DEFINITION of 'Over-Limit Fee'

Over-limit fee is a penalty charged by a credit card company if a credit card user exceeds the card’s credit limit. Over-limit fees are typically $25 for the first over-limit charge and $35 for subsequent over-limit charges, though credit card issuers are free to determine their own fees as long as they are reasonable in relation to the cardholder’s over-limit activity.

BREAKING DOWN 'Over-Limit Fee'

Some card issuers do not charge over-limit fees, and those that do must allow cardholders to opt out of paying them. If a cardholder opts out of over-limit fees, the card will be declined if it does not have enough available credit to complete the purchase, unless the card issuer allows over-limit charges with no over-limit fee.

Over-limit fees have become less common since the passage of the Credit Card Accountability Responsibility and Disclosure Act of 2009 (Credit CARD Act). However, while the decrease in over-limit fees is correlated with the act’s passage, it is unknown precisely if the act directly caused the decrease. What is known is that the law required creditors to allow consumers to opt out of paying over-limit fees. Opting out means not only that they will not pay over-limit fees, but also that they will not be able to spend beyond their credit limit, which limits how much debt they can get into – at least with a particular card. If they opt in, the over-limit fee cannot be higher than the amount by which they exceed their credit limit.

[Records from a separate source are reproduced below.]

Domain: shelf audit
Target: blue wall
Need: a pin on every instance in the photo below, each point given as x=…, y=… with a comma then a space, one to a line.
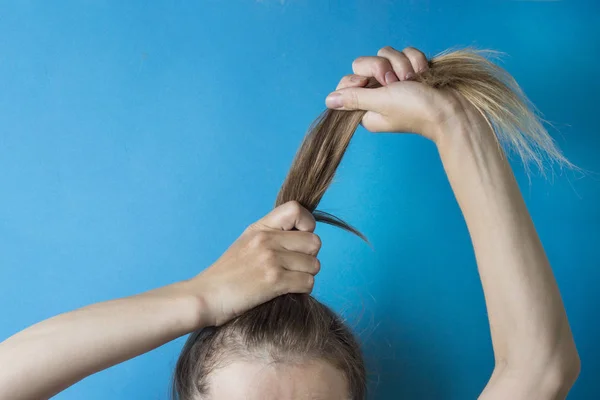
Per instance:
x=137, y=141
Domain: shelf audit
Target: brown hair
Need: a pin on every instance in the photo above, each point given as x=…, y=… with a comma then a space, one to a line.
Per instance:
x=298, y=327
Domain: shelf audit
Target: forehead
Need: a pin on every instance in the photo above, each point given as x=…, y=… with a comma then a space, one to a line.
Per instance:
x=244, y=380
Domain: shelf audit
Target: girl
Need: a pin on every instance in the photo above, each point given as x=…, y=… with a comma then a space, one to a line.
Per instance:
x=257, y=334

How Over-Limit Fees Affect Consumers

When credit card issuers more regularly charged over-limit fees, it provided auxiliary form of revenue for the companies as consumers were allowed to overspend and incur these fees. Sometimes consumers would suffer these penalties on a recurring basis if they did not maintain close watch on their spending habits. This practice changed with the passage of the Credit CARD Act.

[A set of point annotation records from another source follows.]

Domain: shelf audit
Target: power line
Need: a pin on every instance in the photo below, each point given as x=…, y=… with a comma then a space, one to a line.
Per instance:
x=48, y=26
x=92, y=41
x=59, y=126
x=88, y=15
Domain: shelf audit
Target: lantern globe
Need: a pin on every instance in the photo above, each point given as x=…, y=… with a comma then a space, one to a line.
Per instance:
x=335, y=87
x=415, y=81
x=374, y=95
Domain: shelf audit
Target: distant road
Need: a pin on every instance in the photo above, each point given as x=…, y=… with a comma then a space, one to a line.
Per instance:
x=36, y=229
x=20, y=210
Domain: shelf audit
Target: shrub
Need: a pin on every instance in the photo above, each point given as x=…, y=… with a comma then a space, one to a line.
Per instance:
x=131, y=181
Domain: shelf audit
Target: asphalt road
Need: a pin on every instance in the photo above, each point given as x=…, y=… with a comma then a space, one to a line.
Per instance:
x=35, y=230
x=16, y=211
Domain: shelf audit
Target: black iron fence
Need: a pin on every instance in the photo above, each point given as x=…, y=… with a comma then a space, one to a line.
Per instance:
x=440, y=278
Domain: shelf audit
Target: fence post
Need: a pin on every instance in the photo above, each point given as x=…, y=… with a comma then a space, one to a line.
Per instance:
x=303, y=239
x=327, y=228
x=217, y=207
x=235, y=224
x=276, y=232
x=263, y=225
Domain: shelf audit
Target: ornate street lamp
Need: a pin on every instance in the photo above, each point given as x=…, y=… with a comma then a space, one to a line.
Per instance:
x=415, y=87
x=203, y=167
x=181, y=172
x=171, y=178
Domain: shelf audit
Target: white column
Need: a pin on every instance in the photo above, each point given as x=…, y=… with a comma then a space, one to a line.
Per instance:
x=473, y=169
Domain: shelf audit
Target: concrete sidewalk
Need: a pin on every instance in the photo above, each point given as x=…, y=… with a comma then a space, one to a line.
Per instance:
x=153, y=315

Suppose a consumer has opted in to over-limit fees and they have a credit limit of $5,000. Their current balance is $4,980, leaving $20 in available credit. They use the card to buy dinner, which costs $42 and increases the balance to $5,022. They have gone over the limit by $22; the most the credit card company can charge them in over-limit fees is $22. What if dinner cost $102? In this case, the balance would increase to $5,082, and they would exceed the credit limit by $82. If they have not had an over-limit charge in the last six months, the credit card issuer will probably charge them a $25 over-limit fee. If they have already gone over the limit at least once in the last six months, the fee will probably be $35.